Krichbaum has been a member of the German Bundestag since the 2002 elections. From 2005, he served as a deputy spokesman for the European Parliament of the CDU/CSU parliamentary group, under the leadership of the group's chairman Volker Kauder. During that time, he was also his parliamentary group's rapporteur on Romania.

From 2007 until 2021, Krichbaum chaired the Committee on European Affairs. In addition to his committee assignments, he has been a member of the German delegation to the Franco-German Parliamentary Assembly since 2019.
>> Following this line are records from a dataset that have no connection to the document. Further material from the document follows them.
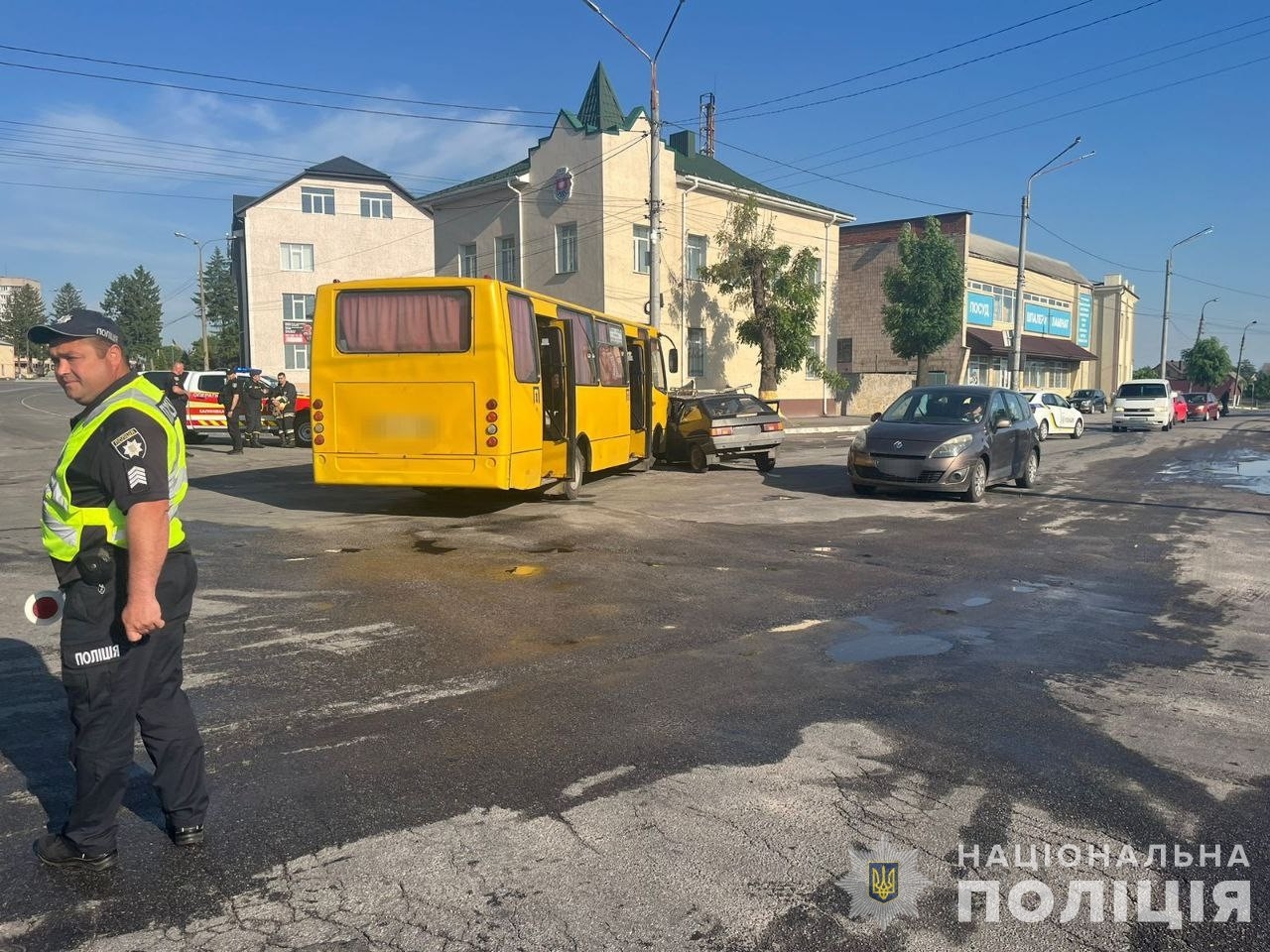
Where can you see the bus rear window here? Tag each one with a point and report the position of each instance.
(414, 321)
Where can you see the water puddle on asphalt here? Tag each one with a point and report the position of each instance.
(879, 642)
(1250, 474)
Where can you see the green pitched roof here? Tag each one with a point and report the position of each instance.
(599, 109)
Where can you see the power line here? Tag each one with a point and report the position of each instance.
(910, 62)
(271, 99)
(268, 84)
(943, 68)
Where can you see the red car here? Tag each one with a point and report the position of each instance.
(1202, 407)
(1180, 411)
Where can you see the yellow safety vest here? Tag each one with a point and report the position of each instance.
(64, 522)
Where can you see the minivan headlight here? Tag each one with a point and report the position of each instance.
(952, 447)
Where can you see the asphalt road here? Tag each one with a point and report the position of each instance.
(663, 716)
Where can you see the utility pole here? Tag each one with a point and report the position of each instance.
(654, 173)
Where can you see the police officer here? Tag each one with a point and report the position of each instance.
(127, 574)
(231, 399)
(284, 398)
(255, 393)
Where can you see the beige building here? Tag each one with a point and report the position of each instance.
(339, 220)
(1066, 325)
(12, 361)
(571, 220)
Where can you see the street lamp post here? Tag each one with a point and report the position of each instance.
(654, 177)
(1239, 363)
(1169, 284)
(1016, 349)
(1199, 333)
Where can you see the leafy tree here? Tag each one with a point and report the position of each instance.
(926, 291)
(24, 309)
(778, 286)
(67, 298)
(134, 301)
(223, 327)
(1207, 363)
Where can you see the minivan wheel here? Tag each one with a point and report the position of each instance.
(1028, 477)
(976, 483)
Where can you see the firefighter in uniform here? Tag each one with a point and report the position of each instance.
(284, 398)
(255, 391)
(231, 399)
(127, 575)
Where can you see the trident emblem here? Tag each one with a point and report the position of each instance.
(883, 881)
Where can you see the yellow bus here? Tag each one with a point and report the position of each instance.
(475, 384)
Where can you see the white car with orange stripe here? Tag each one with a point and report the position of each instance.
(204, 416)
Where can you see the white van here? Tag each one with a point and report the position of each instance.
(1142, 404)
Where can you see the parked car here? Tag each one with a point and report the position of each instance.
(1088, 402)
(1202, 405)
(948, 439)
(1142, 404)
(1179, 407)
(705, 428)
(1055, 414)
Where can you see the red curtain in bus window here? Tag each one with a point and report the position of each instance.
(583, 345)
(403, 321)
(525, 340)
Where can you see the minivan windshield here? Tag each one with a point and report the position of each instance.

Krichbaum was always directly elected as a representative of the constituency Pforzheim in the Bundestag. In his first election in 2002, he was able to regain for the CDU the direct mandate lost in 1998 to the SPD against the state leader of the SPD Baden-Württemberg, Ute Vogt. He defended this in 2005 with 46.9% and in 2009 with 40.7% of the first votes. In the general election in 2013, he reached with 49.5% of the first votes the best result of the CDU in this constituency since the federal election in 1983. In his fifth federal elections 2017, he could not repeat this result, but won the direct mandate with 36.4% of the votes.

In the negotiations to form a fourth coalition government under Chancellor Angela Merkel following the 2017 federal elections, Krichbaum was part of the working group on European policy, led by Peter Altmaier, Alexander Dobrindt and Achim Post.

On the EU level, Krichbaum serves on the board of the European People's Party (EPP).

== Other activities ==
- Atlantik-Brücke, Member
- Franco-German Institute (DFI), Member of the Board
- Robert Schuman Foundation, Member of the Board of Directors
- Institute for European Politics (IEP), Member of the Board of Trustees
- Europa-Union Deutschland, Member of the Board
- German-Romanian Association Pforzheim, Member of the Board
- Federal Association of Lebenshilfe supporting people with disabilities, Member
- Friends of the Pforzheim University of Applied Sciences, Member
- 1. CfR Pforzheim, Member
- Church synod of the protestant church Pforzheim-Land, Member

==Recognition==
The Queen of the Netherlands appointed Krichbaum to the Grand Officer of the Order of Orange Nassau, in 2009 he was appointed Officer of the Legion of Honor by the French President and in 2010 appointed by the Romanian President as Commander of the Star of Romania. In 2012 he received the Decoration of Honour for Services to the Republic of Austria.

==Political positions==
In June 2017, Krichbaum voted against Germany’s introduction of same-sex marriage. Ahead of the Christian Democrats’ leadership election in 2018, he publicly endorsed Friedrich Merz to succeed Angela Merkel as the party’s chair.

==Personal life==
Krichbaum is protestant, married a second time and father of three children from his first marriage.